Returns -- Through December 2012

This Covered Calls Advisor blog began in September 2007. The performance results have been as follows:

The Covered Calls Advisor uses the Russell 3000 Index as a benchmark against which the Covered Calls Advisor Portfolio is compared. The table above shows that the Covered Calls Advisor Portfolio has outperformed the Russell 3000 benchmark by a total of 13.67% over the 5.3 years that this blog has existed. As shown above, the corresponding average compound annual return-on-investment outperformance of 2.45% per year. This average is slightly below the Covered Calls Advisor's desired range of +3% to +5% outperformance for long-term results obtained from a well-managed covered calls investing program.

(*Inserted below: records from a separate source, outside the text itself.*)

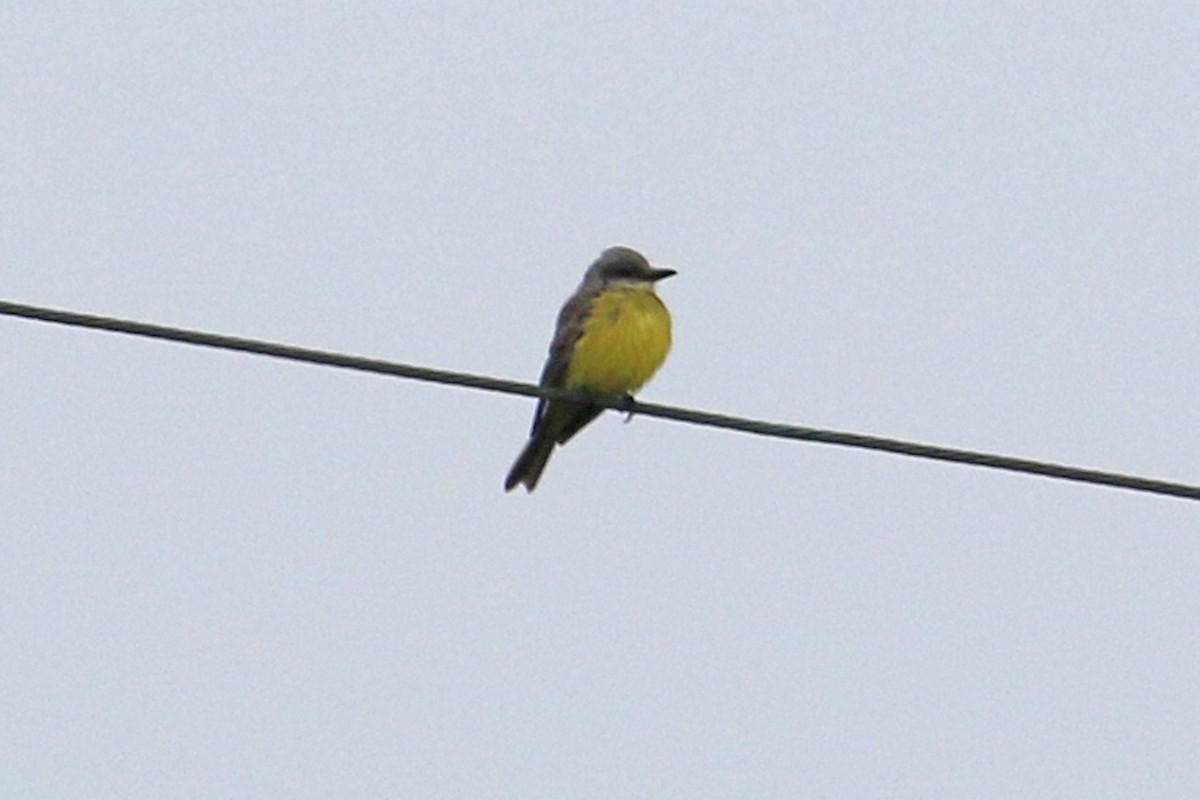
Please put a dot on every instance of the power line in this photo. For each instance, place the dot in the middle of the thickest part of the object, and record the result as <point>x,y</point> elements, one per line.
<point>759,427</point>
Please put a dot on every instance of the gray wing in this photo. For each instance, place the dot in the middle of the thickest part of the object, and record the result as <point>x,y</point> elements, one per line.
<point>569,417</point>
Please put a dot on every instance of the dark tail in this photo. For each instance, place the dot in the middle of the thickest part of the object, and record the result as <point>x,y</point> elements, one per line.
<point>528,465</point>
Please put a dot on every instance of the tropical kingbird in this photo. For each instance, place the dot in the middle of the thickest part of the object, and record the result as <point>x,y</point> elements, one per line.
<point>611,337</point>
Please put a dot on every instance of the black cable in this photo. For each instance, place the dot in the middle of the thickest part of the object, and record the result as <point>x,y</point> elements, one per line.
<point>649,409</point>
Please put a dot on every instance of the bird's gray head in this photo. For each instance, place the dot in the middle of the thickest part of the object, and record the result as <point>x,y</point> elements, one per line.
<point>623,265</point>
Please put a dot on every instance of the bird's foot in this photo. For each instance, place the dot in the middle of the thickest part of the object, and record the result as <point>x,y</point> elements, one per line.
<point>629,405</point>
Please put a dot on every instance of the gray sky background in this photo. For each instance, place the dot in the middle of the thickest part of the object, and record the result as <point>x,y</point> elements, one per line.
<point>971,224</point>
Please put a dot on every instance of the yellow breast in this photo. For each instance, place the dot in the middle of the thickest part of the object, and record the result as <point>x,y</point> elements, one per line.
<point>625,340</point>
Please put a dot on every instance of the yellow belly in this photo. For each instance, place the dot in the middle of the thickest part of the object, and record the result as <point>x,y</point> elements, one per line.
<point>624,342</point>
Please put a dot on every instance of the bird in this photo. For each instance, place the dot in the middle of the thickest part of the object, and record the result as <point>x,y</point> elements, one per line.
<point>612,335</point>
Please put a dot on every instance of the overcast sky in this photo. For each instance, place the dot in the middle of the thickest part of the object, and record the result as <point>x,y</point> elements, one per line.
<point>971,224</point>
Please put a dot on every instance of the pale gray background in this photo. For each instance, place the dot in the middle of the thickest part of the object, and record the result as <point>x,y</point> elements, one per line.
<point>229,576</point>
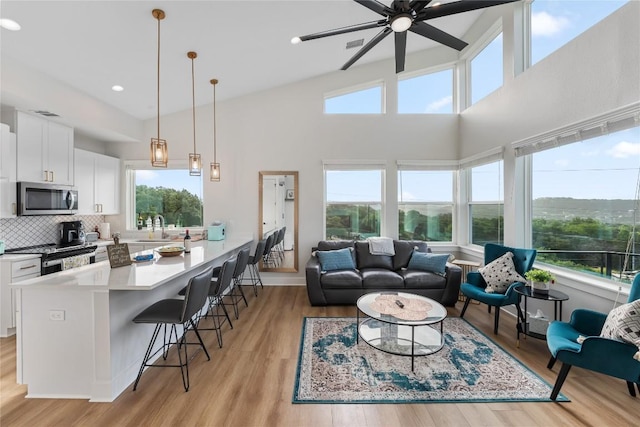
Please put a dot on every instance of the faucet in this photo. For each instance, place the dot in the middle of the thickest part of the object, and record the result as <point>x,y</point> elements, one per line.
<point>164,235</point>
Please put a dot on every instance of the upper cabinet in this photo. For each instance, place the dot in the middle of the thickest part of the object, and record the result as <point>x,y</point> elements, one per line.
<point>8,177</point>
<point>97,179</point>
<point>45,150</point>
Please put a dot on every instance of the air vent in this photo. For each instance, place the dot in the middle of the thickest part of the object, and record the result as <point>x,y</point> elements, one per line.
<point>355,43</point>
<point>46,113</point>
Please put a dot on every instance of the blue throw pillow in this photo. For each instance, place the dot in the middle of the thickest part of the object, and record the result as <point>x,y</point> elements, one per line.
<point>436,263</point>
<point>339,259</point>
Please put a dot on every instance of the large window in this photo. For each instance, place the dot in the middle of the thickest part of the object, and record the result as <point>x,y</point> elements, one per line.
<point>369,100</point>
<point>554,23</point>
<point>353,201</point>
<point>486,204</point>
<point>486,70</point>
<point>585,204</point>
<point>425,205</point>
<point>172,193</point>
<point>426,94</point>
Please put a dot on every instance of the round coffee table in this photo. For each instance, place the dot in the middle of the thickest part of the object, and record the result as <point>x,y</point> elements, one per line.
<point>405,327</point>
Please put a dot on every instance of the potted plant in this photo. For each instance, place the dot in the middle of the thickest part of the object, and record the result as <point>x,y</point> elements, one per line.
<point>540,280</point>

As also shown in the table above, the Covered Calls Advisor Portfolio (CCAP) underperformed the benchmark Russell 3000 index by 5.08 percentage points (+9.07% minus +14.15%) in calendar year 2012. One reason for this relative underperformance is the underperformance of emerging market equities compared with U.S. equities during this period. The benchmark Russell 3000 index consists solely of U.S. stocks whereas the Covered Calls Advisor's Portfolio has contained about 35% exposure to international (primarily emerging market) equities. While this emerging markets exposure has penalized comparative performance during the past two years, the Covered Calls Advisor maintains a commitment to the long-run benefits of global investing, namely:
(1)Improved portfolio diversification; and most importantly
(2)Achieving overall portfolio return-on-investment outperformance.
Another reason for CCAP's relative underperformance in 2012 was some counter-productive efforts at market timing.

As 2012 concludes, my wish for each of you is for a Happy and Prosperous New Year in 2013!

And remember the Covered Calls Advisor's motto: "Stick With Covered Calls".



  1. I appreciate you taking the time to share your covered call strategy with us. However, the underperformance the last 3 yrs concerns me. I wonder how much commissions have contributed to the underperformance? Would it be better to compare your strategy to a buy-write index?

  2. Thanks for posting your questions. The last time I analyzed commissions they were 1.0% of the total portfolio per year. I prefer a broad stock market index as the benchmark because I want to compare covered calls investing against what most buy-and-hold stock market investors would be likely to achieve.